Defendant's argument seems to be, that because the funds accumulated in 1946 and 1947, were used in 1948 in purchasing the Allsopp stock, the court should conclusively presume that the funds were accumulated in 1946 and 1947 for that purpose. There is no such presumption, conclusive or otherwise. If there were a presumption, it would be a rebuttable one, and like all such presumptions would disappear in the face of positive, credible, contravening testimony.

It is axiomatic that any determination by the Commissioner in any tax case is presumed to be correct. So well established is this principle that the citation of authorities and decisions of court would be academic. But such presumption only places upon the taxpayer the burden of first going forward with the evidence. If and when the taxpayer introduces any evidence that the Commissioner's determination is in error, this presumption is no longer of probative force and effect, and the issue then will be decided upon the preponderance of the evidence adduced at the trial of the cause. So in this case the Commissioner's determination that earnings were allowed to accumulate beyond the needs of the business is met by positive, clear and convincing evidence, by record and testimony of the officers before the court, that the earnings allowed to accumulate in 1946 and 1947 were not beyond the reasonable needs of this particular business, and the presumption is now of no avail to the defendant.

"Ordinarily it will indeed be difficult to prove the forbidden purpose, unless the accumulations are too large for the fair needs of the business. * * * A statute which stands on the footing of the participants' state of mind may need the support of presumption, indeed be practically unenforceable without it, but the test remains the state of mind itself, and the presumption does no more than make the taxpayer show his hand." United Business Corporation of America v. Commissioner of Internal Revenue, 2 Cir., 62 F.2d 754, 755.

Defendant contends that the price of $1,000,000 paid for the Allsopp stock in 1948 was so far in excess of the true market value of that stock, that it is evident that there was in fact no reasonable need for the accumulation of the funds in 1946 and 1947.

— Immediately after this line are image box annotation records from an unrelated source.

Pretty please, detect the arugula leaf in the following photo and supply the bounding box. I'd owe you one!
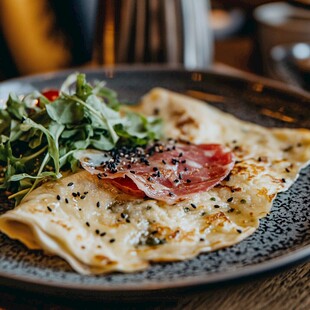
[0,73,161,203]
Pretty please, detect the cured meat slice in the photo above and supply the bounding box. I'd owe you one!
[78,143,234,204]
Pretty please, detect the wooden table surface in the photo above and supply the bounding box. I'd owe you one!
[0,263,310,310]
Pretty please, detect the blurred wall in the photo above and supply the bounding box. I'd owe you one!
[0,0,97,77]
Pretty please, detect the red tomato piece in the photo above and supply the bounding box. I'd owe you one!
[42,89,59,101]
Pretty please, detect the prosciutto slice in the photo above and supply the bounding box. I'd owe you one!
[78,144,234,204]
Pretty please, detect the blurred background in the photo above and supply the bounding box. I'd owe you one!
[0,0,310,90]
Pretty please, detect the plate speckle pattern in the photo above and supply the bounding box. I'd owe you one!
[0,70,310,291]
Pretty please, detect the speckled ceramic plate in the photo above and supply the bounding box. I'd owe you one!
[0,68,310,298]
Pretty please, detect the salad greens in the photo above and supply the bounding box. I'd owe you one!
[0,74,161,203]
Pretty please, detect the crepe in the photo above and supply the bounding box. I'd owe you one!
[0,88,310,274]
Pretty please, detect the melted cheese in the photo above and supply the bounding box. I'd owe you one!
[0,89,310,274]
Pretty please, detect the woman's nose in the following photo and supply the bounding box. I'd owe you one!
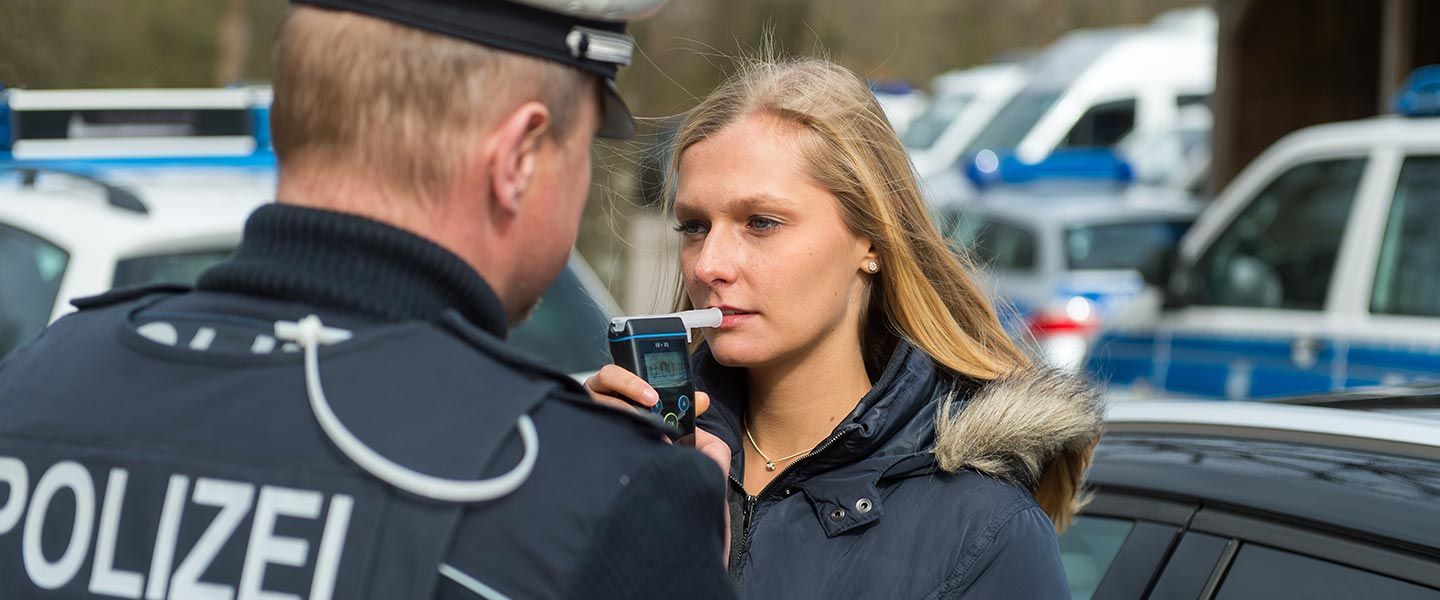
[690,232,739,285]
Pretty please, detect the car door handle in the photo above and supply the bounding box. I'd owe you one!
[1290,337,1325,368]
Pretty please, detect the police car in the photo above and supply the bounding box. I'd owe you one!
[1086,66,1440,399]
[0,88,618,376]
[936,150,1201,370]
[945,175,1201,370]
[1060,387,1440,600]
[926,9,1215,204]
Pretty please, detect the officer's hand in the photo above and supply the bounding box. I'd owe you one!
[585,364,730,564]
[585,364,730,473]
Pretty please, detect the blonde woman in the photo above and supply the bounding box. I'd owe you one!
[589,59,1102,599]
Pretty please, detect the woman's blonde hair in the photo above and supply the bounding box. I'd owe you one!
[667,59,1084,524]
[670,59,1028,380]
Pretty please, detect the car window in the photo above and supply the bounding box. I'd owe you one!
[1215,544,1440,600]
[1060,515,1135,600]
[1066,220,1189,271]
[1175,94,1211,108]
[904,94,975,150]
[1369,157,1440,317]
[508,263,611,373]
[0,224,71,355]
[966,91,1060,154]
[111,247,235,288]
[950,214,1035,271]
[1061,98,1135,148]
[1191,158,1365,311]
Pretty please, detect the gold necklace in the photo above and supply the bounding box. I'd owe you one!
[744,424,814,471]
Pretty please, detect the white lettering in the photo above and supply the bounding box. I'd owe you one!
[239,485,325,600]
[22,460,95,590]
[89,469,145,599]
[310,494,356,600]
[170,478,255,600]
[0,456,30,535]
[145,475,190,600]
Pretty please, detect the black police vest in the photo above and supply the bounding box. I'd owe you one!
[0,287,559,600]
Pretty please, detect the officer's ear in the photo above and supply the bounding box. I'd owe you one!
[488,101,552,213]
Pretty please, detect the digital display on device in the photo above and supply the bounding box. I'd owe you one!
[645,353,690,387]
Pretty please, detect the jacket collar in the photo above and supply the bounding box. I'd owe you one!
[197,204,507,332]
[693,341,953,479]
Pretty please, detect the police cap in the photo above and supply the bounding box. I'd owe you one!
[292,0,667,138]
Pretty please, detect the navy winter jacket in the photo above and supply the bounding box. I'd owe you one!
[694,342,1103,600]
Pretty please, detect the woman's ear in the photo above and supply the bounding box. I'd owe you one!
[860,242,881,275]
[490,101,552,213]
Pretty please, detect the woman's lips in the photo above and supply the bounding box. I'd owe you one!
[714,306,755,329]
[720,312,755,329]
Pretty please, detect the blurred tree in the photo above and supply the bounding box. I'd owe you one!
[215,0,251,85]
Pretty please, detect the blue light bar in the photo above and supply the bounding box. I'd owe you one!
[870,81,916,95]
[963,148,1135,190]
[1394,65,1440,117]
[0,83,14,153]
[0,150,275,177]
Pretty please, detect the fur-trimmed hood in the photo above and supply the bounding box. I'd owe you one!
[935,367,1104,528]
[693,341,1103,599]
[694,342,1104,529]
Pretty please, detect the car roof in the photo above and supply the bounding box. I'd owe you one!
[956,181,1204,223]
[1090,401,1440,554]
[0,168,274,256]
[1276,115,1440,147]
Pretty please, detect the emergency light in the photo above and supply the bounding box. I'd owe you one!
[608,308,724,439]
[1394,65,1440,117]
[962,148,1135,190]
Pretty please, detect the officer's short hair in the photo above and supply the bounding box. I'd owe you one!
[271,6,596,199]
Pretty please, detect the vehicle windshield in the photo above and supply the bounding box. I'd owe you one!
[1066,220,1191,271]
[904,94,975,150]
[510,263,611,373]
[0,224,71,357]
[965,91,1060,154]
[114,247,235,288]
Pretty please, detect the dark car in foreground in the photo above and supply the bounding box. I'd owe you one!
[1060,388,1440,600]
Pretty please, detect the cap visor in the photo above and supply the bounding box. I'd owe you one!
[596,79,635,140]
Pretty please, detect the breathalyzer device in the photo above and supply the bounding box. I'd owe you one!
[608,308,724,439]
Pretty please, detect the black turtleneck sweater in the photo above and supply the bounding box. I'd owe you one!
[197,204,507,332]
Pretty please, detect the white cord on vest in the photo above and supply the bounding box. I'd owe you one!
[275,315,540,502]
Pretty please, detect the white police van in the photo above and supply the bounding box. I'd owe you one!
[1086,66,1440,399]
[922,9,1215,206]
[901,63,1025,177]
[0,88,618,374]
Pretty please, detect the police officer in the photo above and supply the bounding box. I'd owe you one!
[0,0,730,600]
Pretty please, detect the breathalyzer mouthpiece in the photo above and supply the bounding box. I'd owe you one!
[611,308,724,337]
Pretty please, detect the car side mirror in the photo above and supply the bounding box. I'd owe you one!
[1140,247,1179,289]
[1159,258,1195,311]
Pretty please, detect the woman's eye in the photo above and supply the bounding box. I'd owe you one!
[675,220,706,236]
[749,217,780,232]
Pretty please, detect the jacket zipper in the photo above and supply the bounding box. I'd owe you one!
[730,427,854,586]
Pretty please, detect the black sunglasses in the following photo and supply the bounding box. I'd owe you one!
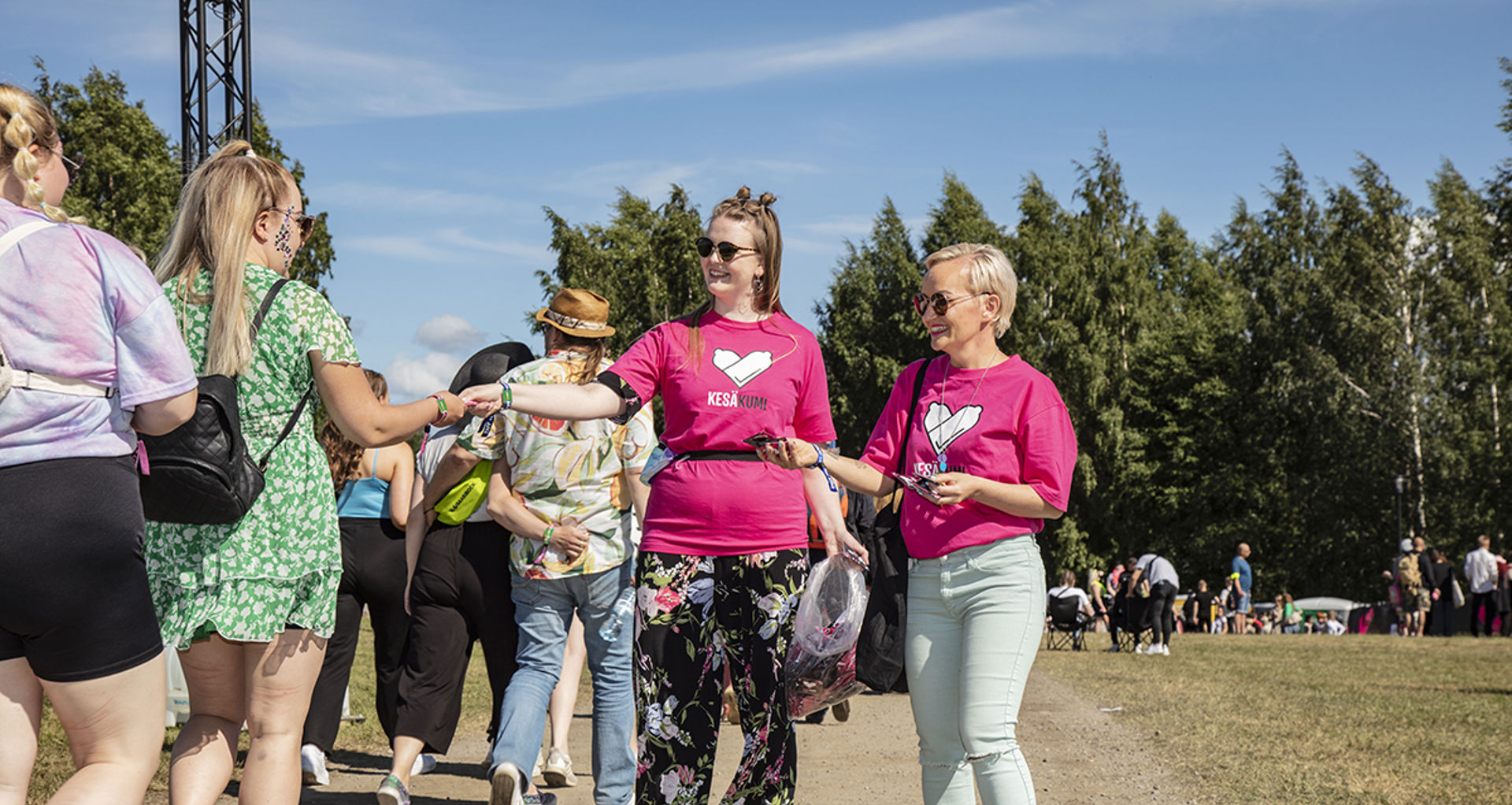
[914,291,992,317]
[692,238,756,263]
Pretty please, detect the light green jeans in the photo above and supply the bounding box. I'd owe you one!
[904,534,1045,805]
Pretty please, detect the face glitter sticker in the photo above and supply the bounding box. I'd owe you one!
[274,207,293,268]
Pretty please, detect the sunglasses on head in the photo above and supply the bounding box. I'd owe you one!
[51,148,83,184]
[265,207,316,240]
[692,238,756,263]
[914,291,992,317]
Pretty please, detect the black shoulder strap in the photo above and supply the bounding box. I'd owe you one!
[897,360,930,475]
[251,277,314,472]
[248,277,289,343]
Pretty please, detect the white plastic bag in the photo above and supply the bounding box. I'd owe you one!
[784,554,866,719]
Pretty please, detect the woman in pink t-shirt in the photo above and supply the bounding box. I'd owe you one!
[463,187,858,805]
[764,243,1077,805]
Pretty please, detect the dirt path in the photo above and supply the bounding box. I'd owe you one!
[265,673,1195,805]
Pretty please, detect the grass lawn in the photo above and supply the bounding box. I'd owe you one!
[26,618,502,805]
[1034,634,1512,803]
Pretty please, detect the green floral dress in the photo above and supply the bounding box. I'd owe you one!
[145,263,360,649]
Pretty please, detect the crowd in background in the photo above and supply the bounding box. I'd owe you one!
[0,85,1082,805]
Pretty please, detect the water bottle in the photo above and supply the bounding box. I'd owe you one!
[598,587,635,643]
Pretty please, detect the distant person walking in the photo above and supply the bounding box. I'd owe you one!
[1464,534,1497,637]
[1397,537,1433,637]
[1426,547,1455,637]
[1229,542,1255,634]
[1129,554,1181,657]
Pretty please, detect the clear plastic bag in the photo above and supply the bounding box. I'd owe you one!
[784,554,866,719]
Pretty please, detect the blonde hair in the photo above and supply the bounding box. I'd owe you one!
[0,83,85,224]
[924,243,1019,337]
[688,184,788,365]
[153,141,293,375]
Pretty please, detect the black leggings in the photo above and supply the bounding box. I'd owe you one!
[395,521,520,755]
[304,518,410,754]
[0,455,163,682]
[1144,581,1177,646]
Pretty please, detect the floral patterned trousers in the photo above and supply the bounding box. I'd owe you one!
[635,547,809,805]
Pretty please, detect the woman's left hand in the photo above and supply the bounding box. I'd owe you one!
[930,472,981,506]
[457,383,503,419]
[756,439,820,469]
[431,392,467,428]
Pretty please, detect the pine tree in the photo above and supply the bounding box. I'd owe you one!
[538,184,705,353]
[813,198,932,455]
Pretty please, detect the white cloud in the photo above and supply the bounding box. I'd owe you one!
[383,353,463,402]
[306,182,541,217]
[414,313,484,353]
[342,227,557,268]
[258,0,1315,124]
[799,215,876,240]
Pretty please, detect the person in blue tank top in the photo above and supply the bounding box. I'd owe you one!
[299,369,417,785]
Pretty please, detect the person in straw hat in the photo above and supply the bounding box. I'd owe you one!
[463,187,865,805]
[457,288,656,805]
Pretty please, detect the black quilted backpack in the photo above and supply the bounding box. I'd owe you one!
[141,280,312,524]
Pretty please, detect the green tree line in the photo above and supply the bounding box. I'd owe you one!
[32,59,335,289]
[539,59,1512,601]
[36,59,1512,599]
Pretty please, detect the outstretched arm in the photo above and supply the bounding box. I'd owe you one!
[756,439,894,498]
[458,383,626,421]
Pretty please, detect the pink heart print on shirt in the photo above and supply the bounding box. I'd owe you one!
[713,350,771,389]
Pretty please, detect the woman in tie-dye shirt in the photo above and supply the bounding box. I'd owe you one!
[0,85,195,802]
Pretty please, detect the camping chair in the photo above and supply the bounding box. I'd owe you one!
[1045,596,1087,651]
[1119,595,1154,652]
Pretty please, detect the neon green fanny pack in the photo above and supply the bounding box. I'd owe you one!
[435,458,493,525]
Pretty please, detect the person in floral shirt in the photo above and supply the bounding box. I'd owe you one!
[458,289,656,805]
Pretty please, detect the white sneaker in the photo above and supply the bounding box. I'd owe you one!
[410,754,435,777]
[488,761,531,805]
[541,749,577,788]
[299,743,331,785]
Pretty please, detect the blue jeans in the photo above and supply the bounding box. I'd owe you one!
[488,562,635,805]
[904,534,1045,805]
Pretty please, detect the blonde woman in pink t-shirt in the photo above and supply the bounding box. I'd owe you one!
[463,187,865,805]
[764,243,1077,805]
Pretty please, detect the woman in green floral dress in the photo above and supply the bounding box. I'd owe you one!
[145,143,461,805]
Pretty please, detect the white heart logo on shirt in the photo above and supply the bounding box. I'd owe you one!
[713,350,771,389]
[924,402,981,454]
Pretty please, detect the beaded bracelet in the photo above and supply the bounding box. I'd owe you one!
[536,525,557,565]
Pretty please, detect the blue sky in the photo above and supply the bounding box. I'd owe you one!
[0,0,1512,396]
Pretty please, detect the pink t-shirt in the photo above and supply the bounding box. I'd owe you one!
[860,355,1077,558]
[610,313,835,555]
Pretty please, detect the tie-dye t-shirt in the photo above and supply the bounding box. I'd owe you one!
[610,313,835,557]
[860,355,1077,558]
[0,202,195,466]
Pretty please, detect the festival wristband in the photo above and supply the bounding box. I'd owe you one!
[803,445,839,492]
[534,525,557,565]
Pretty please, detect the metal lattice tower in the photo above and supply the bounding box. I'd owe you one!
[179,0,253,179]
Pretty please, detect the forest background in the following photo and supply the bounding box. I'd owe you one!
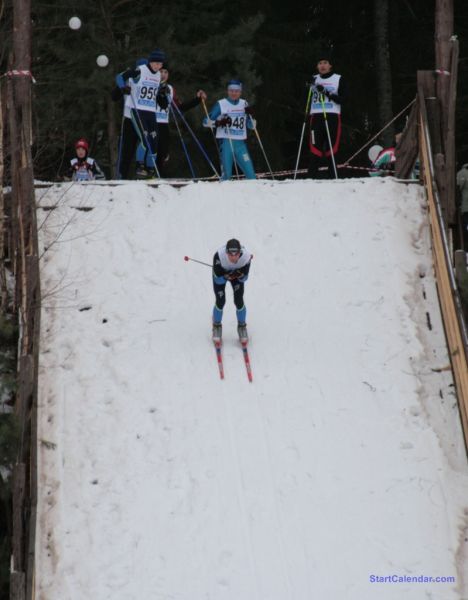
[0,0,468,180]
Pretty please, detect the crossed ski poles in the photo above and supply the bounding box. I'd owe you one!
[294,83,338,179]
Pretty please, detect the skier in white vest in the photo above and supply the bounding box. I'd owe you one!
[308,55,345,179]
[156,63,207,177]
[203,79,256,181]
[117,49,168,177]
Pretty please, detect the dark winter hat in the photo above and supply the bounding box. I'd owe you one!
[148,48,166,62]
[317,50,333,65]
[226,238,241,254]
[75,138,89,152]
[228,79,242,90]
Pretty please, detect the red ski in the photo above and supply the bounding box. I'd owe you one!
[241,340,253,383]
[213,340,224,379]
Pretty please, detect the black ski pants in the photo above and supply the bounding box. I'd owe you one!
[213,279,244,310]
[308,113,341,179]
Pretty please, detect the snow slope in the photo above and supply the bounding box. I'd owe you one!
[36,179,468,600]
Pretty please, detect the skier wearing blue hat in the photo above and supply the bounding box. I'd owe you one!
[203,79,256,181]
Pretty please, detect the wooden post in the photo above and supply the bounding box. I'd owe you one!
[434,0,458,226]
[0,86,8,310]
[445,39,459,226]
[374,0,395,148]
[8,0,40,600]
[434,0,453,131]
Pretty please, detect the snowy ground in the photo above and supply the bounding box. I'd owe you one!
[36,179,468,600]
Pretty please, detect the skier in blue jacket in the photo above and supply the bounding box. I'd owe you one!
[203,79,256,181]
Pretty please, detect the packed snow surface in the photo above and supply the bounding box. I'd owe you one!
[35,179,468,600]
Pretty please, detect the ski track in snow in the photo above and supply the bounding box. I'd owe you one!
[36,179,468,600]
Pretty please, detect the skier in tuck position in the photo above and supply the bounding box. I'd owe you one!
[213,239,252,342]
[203,79,256,181]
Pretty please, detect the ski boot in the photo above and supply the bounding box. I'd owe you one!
[213,323,223,343]
[237,323,249,345]
[135,163,152,179]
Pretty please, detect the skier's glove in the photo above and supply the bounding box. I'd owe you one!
[216,115,232,127]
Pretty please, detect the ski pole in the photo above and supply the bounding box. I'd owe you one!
[130,93,161,178]
[201,98,222,165]
[249,115,275,179]
[320,94,338,179]
[184,256,213,269]
[172,100,219,179]
[115,116,125,179]
[169,101,196,179]
[228,131,239,179]
[294,86,312,179]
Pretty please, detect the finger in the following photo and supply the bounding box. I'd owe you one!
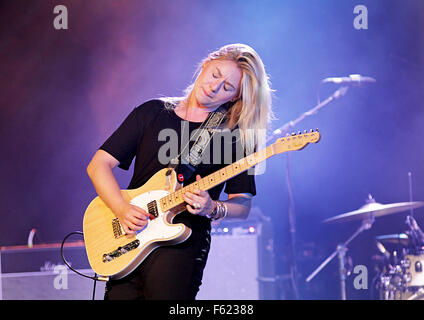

It is in evidence that certain special interests have for many years sought to purchase or acquire stock in the corporation, and an interest in the publication of the Arkansas Gazette, the newspaper published by the corporation. The officers testified that the management has always watched the matter closely, fearing that if some group of special interests should acquire stock in the corporation, however minor it might be, such group of special interests would endeavor to break up the harmony existing in the management, and change the editorial and business policy of the corporation, which had conducted the business of the corporation so successfully so many years. When the Allsopp stock was offered for sale at $1,000,000, all the officers and directors of the plaintiff corporation knew this was in excess of its true market value. They were informed by the attorney for the Allsopp stockholders that the stock could be sold to an outsider for that amount of money. They recognized this as a business crisis. Knowing that their failure to acquire this stock for the corporation might in the future affect the interest of the corporation and its stockholders adversely, it was decided to make the acquisition and promote and keep intact the harmony of management and editorial policy of the corporation.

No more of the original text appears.